そんな幡ヶ谷に住んでいたころによく利用していたのは駅から徒歩30秒くらいのところにある「ぽえむ」という純喫茶だ。
創業は1966年、下高井戸と幡ヶ谷に直営店2店舗を構えていて、フランチャイズも含めると全国に約20店舗ほどのお店があるそう。
ブレンドやシングルオリジン、アレンジコーヒーなど、約100種類ものコーヒーメニーを取りそろえている。
店内は茶系のインテリアでまとめられていて、これぞ純喫茶! といった落ち着いた雰囲気。レンガ風の壁に使い込まれた風合いの椅子や机が、レトロなムードを醸し出している。

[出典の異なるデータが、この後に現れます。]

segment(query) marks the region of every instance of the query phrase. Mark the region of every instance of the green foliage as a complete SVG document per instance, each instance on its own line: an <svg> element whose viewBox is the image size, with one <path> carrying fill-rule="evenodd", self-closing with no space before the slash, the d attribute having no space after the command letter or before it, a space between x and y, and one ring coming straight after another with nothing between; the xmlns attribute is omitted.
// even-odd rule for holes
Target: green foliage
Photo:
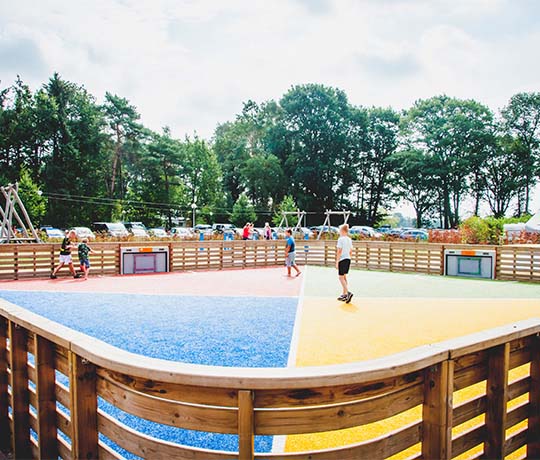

Wi-Fiがあるので、集中して原稿を書きたい時にパソコンを持ち込むことが多かったけれど、休日に読書を目的に訪れることもあった。
おいしいコーヒーを飲み、ケーキをつまみながら、居心地のいい空間でのんびり本を読むのは至福の時間だった。
パソコン作業や打ち合わせなど、仕事で利用している人もちらほらいたが、地元のご年配の方が新聞を読んだり、待ち合わせに使ったりしていることも多かった。
常連客と店員さんがなごやかにおしゃべりしている場面もよく見かけた。かといって、店員さんが積極的に話しかけてくるわけではなく、一人で過ごしたい客は放っておいてくれるので居心地がいい。
幡ヶ谷の「ぽえむ」は、古き良き昭和の喫茶店を彷彿とさせるような、街に根を張った店だった。
引っ越してしまったので、もうなかなか「ぽえむ」へ行く機会はないだろう。
これまでも、自宅の引っ越しや職場が変わったなどの理由で、通わなくなった店はいくつもあった。
けれど、その街で過ごした日々を振り返るとき、私は必ず行きつけの喫茶店を思い出す。
幡ヶ谷は仕事の都合で選んだだけの縁もゆかりもない場所だったが、私は「ぽえむ」を通して、すこしずつ幡ヶ谷という街になじんでいくことができたように思う。
ただコーヒーを飲むだけ、ケーキを食べるだけではない、街と自分を繋いでくれる、よりどころのような場所。それが、私にとっての喫茶店だ。